For Zinn, those class tensions, and the struggles that result, drive every development in American history.
None of these histories are “unbiased.” All of them are making an argument about what moves history forward, why people act as they do: what we are.
* * *
I would suggest, first of all, that as we teach our youngest students, we should give up the search for “unbiased history.” Where a narrative exists, there are underlying assumptions, a particular point of view.
Nor, in my opinion, should we try to find materials with a bias that happens to match our own. Children in the “grammar stage” of education—kindergarten through fourth or fifth grade—do not yet have a sense of the events of the past, the basic facts of history. Without this foundational knowledge, they will accept any convincing story; and the first story they are taught is likely to remain in their minds as the most powerful one.

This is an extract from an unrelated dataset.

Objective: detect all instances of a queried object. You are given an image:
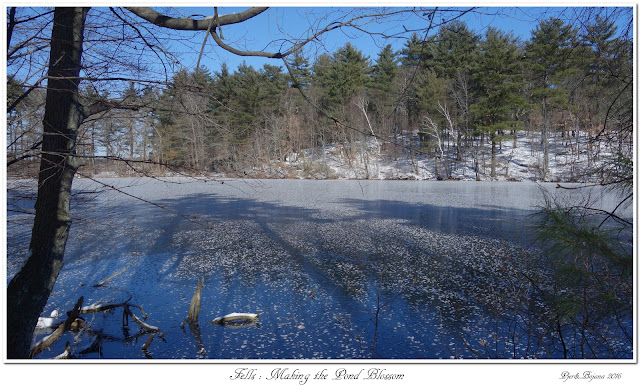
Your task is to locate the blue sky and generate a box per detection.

To teach them the providential, or Whiggish, or Marxist interpretation of history is to give them a strong, potentially distorting lens through which they will get their first look at the past—a lens which it will be almost impossible for them to glance away from, in later years.
So I believe that we should consciously avoid these interpretations—and this is not an easy compromise, particularly for parents and teachers who do believe that Scripture outlines a divine plan for the world. It requires a great deal of humility: the acknowledgment that although some parts of God’s plan (the choosing of Abraham, the Exile, the Incarnation in first-century Roman territory) have already been revealed to us (and should be taught to our children as an essential element in their religious development), much more remains obscure. When we are too quick to explain modern history in terms of God’s providential work, we risk blinding our young students to the unexpected presence of God in both the past and the future. When we adopt providential history too quickly it is far too easy for us to teach our children, not God’s plan, but the plan that we would work out in history, if we were God.
Instead, I propose that the youngest students should be taught history by the oldest method: the Greek approach, devised during the childhood of history itself. This approach allows the youngest history students to grasp onto concrete places, events, and people. In essence, we should allow our beginning students to use a beginning historiography; just as the Greek method came before (and made possible) more complex philosophies of history, so our young learners, well grounded in the concrete stories of the past, will be able to move on to more nuanced accounts.
The biggest philosophical flaw in the Greek method—the assumption that history can be explained entirely by the actions of kings, queens, and military leaders—can be partly circumvented by supplementing with some of the many elementary-level history resources that explore the daily lives of ordinary boys and girls, farmers and workers, peasants and miners. By sixth or seventh grade, a student should have a basic grasp of who, where, and when.
Even more importantly, his or her critical faculty should now be maturing. Now is the time to introduce the student to providential history, to Whiggish history, to Marxist history, and to other methods as well. And as we teach, we must continually remind our young historians that no history is unbiased; that assumptions about what humanity is underlie every narrative.
A mind stocked with the lives of great men and women (and details about the lives of not-so-great ones) is a mind ready to think: ready to understand, in John Arnold’s words, that history is an argument.